1

Im using Scrapy and I want to save some of the .svg images from the webpage locally on my computer. The urls for these images have the structure '__.com/svg/4/8/3/1425.svg' (and is a full working url, https included).

Ive defined the item in my items.py file:

class ImageItem(scrapy.Item):
image_urls = scrapy.Field()
images = scrapy.Field()

Ive added the following to my settings:

ITEM_PIPELINES = {
'scrapy.pipelines.images.ImagesPipeline': 1,
}

IMAGES_STORE = '../Data/Silks'
MEDIA_ALLOW_REDIRECTS = True

In the main parse function im calling:

imageItem = ImageItem()
imageItem['image_urls'] = [url]

yield imageItem

But it doesn't save the images. Ive followed the documentation and tried numerous things but keep getting the following error:

StopIteration: <200 https://www.________.com/svg/4/8/3/1425.svg>

During handling of the above exception, another exception occurred:
......
......
PIL.UnidentifiedImageError: cannot identify image file <_io.BytesIO object at 0x1139233b0>

Am I missing something? Can anyone help? I am fully stumped.

Maximilian
  • 143
  • 1
  • 8
  • can you at least the image url before redirection? – wishmaster Aug 28 '20 at 00:31
  • Maybe Pillow (PIL) does not support SVG images, and the image pipeline uses it to convert all images to JPEG. If you are fine with downloading the images as SVG, then use the FilesPipeline instead, which does not try to convert downloaded files. – Gallaecio Aug 28 '20 at 10:56

2 Answers2

2

Gallaecio was right! Scrapy was having an issue with the .svg file type. Changed the imagePipeline to the filePipeline and it works!

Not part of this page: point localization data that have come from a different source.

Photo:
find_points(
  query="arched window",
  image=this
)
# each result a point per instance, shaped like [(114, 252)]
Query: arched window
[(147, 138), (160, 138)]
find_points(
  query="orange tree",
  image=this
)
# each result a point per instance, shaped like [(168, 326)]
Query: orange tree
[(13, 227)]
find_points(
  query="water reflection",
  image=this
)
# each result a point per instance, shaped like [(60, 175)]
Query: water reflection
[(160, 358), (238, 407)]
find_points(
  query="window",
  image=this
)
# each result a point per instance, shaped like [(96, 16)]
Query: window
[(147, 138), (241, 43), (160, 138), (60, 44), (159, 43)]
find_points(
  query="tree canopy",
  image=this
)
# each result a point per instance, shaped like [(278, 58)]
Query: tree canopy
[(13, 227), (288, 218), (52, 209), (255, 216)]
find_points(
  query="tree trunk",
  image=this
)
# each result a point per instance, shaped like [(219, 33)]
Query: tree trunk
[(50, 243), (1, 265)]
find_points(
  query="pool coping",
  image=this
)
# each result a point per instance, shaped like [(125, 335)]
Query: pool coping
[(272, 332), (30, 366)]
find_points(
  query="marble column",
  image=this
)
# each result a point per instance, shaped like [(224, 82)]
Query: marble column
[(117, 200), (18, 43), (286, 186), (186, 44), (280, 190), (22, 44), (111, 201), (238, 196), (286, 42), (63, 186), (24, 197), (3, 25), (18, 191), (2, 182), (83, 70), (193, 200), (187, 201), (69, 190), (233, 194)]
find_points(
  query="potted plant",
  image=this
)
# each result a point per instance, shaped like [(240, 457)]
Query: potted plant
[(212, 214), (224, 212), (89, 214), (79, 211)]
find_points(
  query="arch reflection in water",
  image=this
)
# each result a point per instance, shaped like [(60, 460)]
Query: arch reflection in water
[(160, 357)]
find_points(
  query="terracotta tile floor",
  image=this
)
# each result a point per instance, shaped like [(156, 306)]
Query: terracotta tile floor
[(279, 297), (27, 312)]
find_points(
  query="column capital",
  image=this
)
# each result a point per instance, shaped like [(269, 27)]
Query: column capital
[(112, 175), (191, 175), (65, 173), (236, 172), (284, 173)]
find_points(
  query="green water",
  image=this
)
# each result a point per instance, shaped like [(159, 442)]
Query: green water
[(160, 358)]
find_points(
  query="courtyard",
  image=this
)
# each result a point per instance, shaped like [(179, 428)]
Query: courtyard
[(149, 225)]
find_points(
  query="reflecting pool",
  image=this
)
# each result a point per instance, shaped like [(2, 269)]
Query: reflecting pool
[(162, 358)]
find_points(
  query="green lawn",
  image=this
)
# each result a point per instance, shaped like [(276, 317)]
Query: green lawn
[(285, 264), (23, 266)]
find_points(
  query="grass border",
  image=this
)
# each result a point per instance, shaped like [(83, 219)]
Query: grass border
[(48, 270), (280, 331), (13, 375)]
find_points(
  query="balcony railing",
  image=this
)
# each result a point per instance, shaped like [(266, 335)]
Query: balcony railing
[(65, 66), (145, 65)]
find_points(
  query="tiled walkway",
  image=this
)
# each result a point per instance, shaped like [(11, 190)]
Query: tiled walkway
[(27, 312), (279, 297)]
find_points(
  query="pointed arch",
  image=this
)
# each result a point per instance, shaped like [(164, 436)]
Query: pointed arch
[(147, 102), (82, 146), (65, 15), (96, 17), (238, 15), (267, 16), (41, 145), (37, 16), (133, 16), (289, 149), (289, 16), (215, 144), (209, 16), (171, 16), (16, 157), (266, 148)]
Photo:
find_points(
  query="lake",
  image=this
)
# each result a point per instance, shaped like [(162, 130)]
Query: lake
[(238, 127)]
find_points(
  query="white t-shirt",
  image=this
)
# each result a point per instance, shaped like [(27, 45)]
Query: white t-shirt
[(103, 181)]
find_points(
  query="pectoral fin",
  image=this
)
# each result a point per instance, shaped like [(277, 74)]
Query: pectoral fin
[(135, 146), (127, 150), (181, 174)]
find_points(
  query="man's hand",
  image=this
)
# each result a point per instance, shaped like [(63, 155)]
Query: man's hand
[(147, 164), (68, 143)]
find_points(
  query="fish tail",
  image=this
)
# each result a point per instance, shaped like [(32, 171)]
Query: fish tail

For anyone stuck the documentation is here

Maximilian
  • 143
  • 1
  • 8
2

Python Imaging Library (PIL), which is used by the ImagesPipeline, does not support vector images.

If you still want to benefit from the ImagesPipeline capabilities and not switch to the more general FilesPipeline, you can do something along those lines

from svglib.svglib import svg2rlg
from reportlab.graphics import renderPM
from io import BytesIO

class SvgCompatibleImagesPipeline(ImagesPipeline):

    def get_images(self, response, request, info, *, item=None):
        """
        Add processing of SVG images to the standard images pipeline
        """
        if isinstance(response, scrapy.http.TextResponse) and response.text.startswith('<svg'):
            b = BytesIO()
            renderPM.drawToFile(svg2rlg(BytesIO(response.body)), b, fmt='PNG')
            res = response.replace(body=b.getvalue())           
        else:
            res = response

        return super().get_images(res, request, info, item=item)

This will replace the SVG image in the response body by a PNG version of it, which can be further processed by the regular ImagesPipeline.

runningwild
  • 129
  • 12